An approach to correlate tandem mass spectral data of peptides with amino acid sequences in a protein database

J Am Soc Mass Spectrom. 1994 Nov;5(11):976-89. doi: 10.1016/1044-0305(94)80016-2.

Abstract

A method to correlate the uninterpreted tandem mass spectra of peptides produced under low energy (10-50 eV) collision conditions with amino acid sequences in the Genpept database has been developed.

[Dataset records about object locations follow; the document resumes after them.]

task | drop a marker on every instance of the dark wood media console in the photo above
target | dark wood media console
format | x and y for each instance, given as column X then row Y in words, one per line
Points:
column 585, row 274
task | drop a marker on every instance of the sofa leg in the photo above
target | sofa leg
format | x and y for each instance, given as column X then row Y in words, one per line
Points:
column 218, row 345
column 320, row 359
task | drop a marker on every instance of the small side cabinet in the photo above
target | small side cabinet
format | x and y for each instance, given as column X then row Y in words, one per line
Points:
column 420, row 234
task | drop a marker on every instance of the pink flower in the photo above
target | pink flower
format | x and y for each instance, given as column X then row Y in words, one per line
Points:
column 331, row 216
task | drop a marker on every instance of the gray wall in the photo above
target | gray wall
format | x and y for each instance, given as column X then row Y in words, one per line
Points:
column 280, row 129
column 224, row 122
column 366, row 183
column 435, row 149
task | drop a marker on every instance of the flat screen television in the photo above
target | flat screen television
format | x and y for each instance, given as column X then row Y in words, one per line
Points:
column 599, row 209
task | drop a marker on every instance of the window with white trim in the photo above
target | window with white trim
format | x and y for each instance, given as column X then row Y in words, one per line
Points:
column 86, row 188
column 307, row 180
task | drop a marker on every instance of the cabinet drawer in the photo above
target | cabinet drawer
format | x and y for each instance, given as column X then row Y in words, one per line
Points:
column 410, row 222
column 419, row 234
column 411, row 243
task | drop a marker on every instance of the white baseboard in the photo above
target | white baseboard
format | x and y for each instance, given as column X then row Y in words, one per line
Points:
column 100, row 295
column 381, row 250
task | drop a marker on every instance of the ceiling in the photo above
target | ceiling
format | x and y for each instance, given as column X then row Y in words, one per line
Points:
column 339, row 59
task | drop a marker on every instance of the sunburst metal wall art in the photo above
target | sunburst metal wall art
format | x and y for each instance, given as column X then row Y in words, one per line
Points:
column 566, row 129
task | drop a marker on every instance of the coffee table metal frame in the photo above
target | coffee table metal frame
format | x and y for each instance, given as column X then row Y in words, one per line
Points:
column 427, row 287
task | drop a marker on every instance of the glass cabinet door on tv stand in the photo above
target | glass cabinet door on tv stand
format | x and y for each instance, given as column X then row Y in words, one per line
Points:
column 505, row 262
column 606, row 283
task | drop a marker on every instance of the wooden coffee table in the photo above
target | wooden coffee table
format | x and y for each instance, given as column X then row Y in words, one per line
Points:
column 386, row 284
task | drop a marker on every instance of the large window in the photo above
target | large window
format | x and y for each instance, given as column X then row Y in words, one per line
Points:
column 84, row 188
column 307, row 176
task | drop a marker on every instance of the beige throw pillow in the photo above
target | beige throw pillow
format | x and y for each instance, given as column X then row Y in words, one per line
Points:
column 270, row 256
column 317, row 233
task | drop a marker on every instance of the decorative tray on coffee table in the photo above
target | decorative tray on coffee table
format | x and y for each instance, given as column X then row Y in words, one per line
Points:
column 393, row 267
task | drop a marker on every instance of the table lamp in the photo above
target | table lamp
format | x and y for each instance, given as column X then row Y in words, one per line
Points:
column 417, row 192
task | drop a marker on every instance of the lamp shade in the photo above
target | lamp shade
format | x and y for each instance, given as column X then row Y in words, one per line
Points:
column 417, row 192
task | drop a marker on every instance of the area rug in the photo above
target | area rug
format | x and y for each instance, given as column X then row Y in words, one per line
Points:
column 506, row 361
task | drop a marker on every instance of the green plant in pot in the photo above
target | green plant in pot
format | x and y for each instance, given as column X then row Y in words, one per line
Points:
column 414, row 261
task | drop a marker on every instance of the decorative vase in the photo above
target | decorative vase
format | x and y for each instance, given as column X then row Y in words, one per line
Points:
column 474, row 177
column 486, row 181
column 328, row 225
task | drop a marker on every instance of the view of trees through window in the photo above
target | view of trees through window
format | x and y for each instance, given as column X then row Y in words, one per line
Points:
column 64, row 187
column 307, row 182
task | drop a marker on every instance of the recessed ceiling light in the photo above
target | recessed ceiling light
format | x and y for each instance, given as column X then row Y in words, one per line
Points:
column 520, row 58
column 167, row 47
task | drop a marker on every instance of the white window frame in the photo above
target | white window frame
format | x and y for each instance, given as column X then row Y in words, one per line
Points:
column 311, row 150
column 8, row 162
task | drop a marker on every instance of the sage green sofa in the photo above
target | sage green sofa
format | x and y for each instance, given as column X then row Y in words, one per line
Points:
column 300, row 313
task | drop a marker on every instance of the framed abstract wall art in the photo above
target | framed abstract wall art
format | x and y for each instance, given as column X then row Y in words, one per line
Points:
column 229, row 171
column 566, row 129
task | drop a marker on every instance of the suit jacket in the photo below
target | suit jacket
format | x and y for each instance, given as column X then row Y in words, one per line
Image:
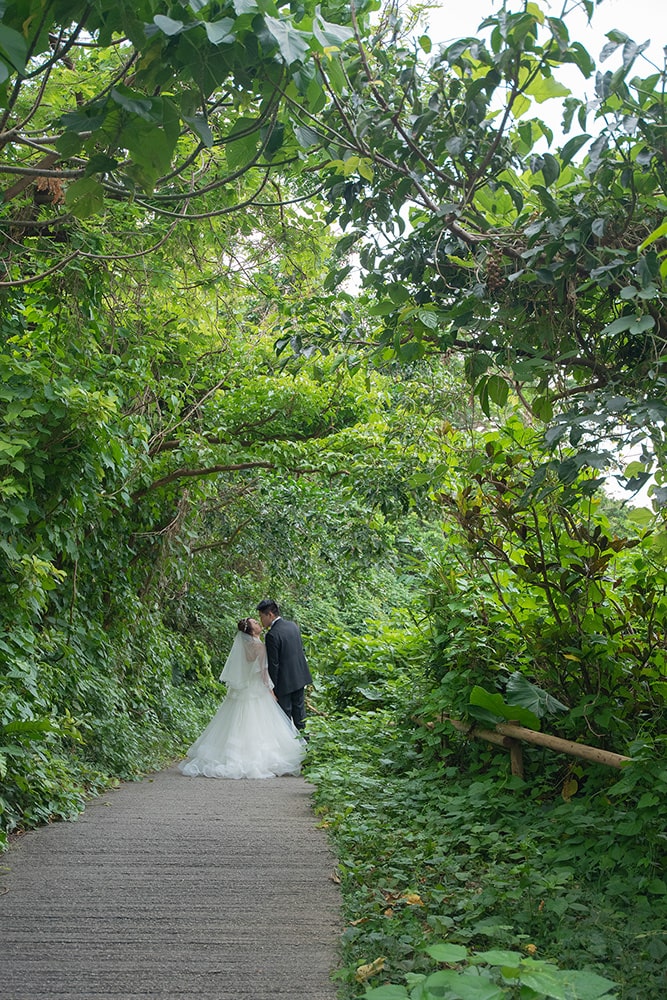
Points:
column 288, row 667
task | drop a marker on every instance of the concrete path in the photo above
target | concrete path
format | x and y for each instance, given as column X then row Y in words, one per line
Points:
column 173, row 887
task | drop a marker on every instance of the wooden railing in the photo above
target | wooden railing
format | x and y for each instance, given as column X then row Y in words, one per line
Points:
column 510, row 735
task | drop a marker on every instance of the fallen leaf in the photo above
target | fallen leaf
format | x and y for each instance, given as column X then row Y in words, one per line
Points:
column 364, row 972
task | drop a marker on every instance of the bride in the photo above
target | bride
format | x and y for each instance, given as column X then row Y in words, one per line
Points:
column 249, row 736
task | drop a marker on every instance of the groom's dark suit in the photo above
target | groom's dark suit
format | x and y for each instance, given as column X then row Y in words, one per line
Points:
column 288, row 668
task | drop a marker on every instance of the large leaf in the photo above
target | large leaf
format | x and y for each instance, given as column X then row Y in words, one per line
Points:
column 494, row 709
column 85, row 197
column 463, row 986
column 521, row 692
column 292, row 44
column 13, row 46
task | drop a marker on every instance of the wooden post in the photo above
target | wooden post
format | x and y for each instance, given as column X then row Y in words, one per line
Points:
column 580, row 750
column 516, row 758
column 513, row 733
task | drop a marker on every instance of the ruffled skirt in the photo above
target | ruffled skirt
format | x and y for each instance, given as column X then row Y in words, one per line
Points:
column 248, row 737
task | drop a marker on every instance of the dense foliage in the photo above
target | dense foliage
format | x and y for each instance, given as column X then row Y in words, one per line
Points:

In this method the protein database is searched to identify linear amino acid sequences within a mass tolerance of ±1 u of the precursor ion molecular weight A cross-correlation function is then used to provide a measurement of similarity between the mass-to-charge ratios for the fragment ions predicted from amino acid sequences obtained from the database and the fragment ions observed in the tandem mass spectrum. In general, a difference greater than 0.1 between the normalized cross-correlation functions of the first- and second-ranked search results indicates a successful match between sequence and spectrum. Searches of species-specific protein databases with tandem mass spectra acquired from peptides obtained from the enzymatically digested total proteins of E. coli and S. cerevisiae cells allowed matching of the spectra to amino acid sequences within proteins of these organisms. The approach described in this manuscript provides a convenient method to interpret tandem mass spectra with known sequences in a protein database.